Today, I met Anthony Musafiri, the Head Of Hope In Action. He works closely with L’Hopital Keyshero, a local hospital, on a program for female victims of sexualized violence, and had promised me a tour of the facilities. I felt apprehensive and nervous driving along the bumpy and dusty roads of Goma. I would soon be face to face with the Africa of countless newscasts and documentaries. I was worried how I might react, and I was worried about how the women would react to me.
The hospital was a series of squat buildings in a dirty field on the outskirts of the city. Like the rest of the Goma, the hospital looked like it didn’t belong there, and didn’t want to be there.
After finishing a brief interview with the chief of medicine, I was invited to the wards for victims of rape. The wards were located a stones throw away from the main compound, and comprised of two derelict buildings surrounded by dirt.
It is hard to describe when something so completely matches your preconceived ideas but yet so utterly smashes them. The rooms were dirty, dark and stuffy. Cast-iron beds were scattered around the room, and the small windows allowed hardly any light to enter.
Sitting on the beds were women and girls of every age. Some seemed to be around 70, and other can’t have been older than 15.
As I came in they all looked at me with slightly unsettling, piercing eyes. I realized that there was no way I could relate to these women. There was an unbridgeable chasm between us, and there was no common ground.
Suddenly the women started clapping. I still do not know why, but as they did their stern faces opened in smiles, and all at once I felt indescribably sad and elated at the same time.
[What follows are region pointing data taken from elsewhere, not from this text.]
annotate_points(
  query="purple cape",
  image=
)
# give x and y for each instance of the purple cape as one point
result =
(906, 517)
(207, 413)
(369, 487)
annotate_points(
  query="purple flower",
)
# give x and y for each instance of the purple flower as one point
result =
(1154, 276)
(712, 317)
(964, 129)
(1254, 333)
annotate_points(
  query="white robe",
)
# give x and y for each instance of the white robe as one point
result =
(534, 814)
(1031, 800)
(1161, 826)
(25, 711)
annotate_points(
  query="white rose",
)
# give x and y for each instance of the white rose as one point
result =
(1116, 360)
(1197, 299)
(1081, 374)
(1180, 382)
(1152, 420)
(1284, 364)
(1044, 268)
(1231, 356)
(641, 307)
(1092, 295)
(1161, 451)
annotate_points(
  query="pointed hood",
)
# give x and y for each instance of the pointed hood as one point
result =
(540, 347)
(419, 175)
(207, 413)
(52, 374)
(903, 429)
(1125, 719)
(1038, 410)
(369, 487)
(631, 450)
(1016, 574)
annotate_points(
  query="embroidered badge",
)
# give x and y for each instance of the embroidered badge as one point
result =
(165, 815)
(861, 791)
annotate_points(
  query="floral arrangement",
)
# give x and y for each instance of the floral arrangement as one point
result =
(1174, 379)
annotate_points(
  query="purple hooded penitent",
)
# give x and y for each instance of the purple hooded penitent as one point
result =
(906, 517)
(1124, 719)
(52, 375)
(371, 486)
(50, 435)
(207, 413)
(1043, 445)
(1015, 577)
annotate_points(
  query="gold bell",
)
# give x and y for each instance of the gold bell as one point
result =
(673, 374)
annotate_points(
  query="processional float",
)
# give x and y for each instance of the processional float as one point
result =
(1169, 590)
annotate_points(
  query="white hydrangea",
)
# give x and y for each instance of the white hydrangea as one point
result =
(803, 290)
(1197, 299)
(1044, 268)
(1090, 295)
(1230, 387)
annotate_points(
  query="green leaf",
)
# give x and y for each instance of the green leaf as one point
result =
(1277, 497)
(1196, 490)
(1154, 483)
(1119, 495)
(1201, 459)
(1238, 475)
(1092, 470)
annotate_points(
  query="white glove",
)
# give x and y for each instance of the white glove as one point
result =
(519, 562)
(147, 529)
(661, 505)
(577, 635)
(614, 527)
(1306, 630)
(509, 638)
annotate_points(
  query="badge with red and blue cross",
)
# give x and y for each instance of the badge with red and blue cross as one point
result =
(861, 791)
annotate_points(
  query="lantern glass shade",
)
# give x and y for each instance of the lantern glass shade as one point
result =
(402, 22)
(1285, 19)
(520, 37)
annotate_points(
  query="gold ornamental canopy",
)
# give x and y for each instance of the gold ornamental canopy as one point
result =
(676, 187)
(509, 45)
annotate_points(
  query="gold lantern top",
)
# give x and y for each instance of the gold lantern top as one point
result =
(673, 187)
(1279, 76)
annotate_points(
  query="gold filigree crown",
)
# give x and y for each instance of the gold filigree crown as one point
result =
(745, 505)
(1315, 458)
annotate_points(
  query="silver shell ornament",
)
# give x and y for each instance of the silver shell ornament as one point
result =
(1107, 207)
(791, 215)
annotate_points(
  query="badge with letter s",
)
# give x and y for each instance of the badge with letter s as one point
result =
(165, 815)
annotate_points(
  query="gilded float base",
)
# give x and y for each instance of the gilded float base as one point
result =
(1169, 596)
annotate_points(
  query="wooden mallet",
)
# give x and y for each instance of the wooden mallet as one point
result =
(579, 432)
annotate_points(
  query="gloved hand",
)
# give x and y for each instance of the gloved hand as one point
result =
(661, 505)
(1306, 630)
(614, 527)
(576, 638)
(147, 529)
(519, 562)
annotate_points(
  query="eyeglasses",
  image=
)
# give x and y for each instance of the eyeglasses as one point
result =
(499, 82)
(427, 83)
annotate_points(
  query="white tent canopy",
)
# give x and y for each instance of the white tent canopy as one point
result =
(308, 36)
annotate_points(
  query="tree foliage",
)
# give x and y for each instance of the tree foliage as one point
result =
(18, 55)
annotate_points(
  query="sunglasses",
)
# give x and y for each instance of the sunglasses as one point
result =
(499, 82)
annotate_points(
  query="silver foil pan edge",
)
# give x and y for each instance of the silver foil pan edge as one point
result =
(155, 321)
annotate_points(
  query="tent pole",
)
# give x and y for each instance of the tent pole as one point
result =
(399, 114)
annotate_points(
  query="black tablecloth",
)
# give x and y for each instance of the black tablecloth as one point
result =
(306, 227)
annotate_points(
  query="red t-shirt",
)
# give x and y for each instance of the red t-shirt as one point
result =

For an hour I sat with them and took pictures of them. Many of them had their children with them, and some were even there with their husbands. At times I forgot why they were all there. They seemed genuinely happy to me, and I wondered how such happiness could be possible in someone who has encountered such boundless evil.
Now, as I look through the pictures from earlier, I notice that not a single one of them is smiling. It is as if the pictures were taken by someone else at a different and sadder time.
From my balcony in my hotelroom I ca see a boat going back and forth with it's speakers blaring James Brown's "I Feel Good".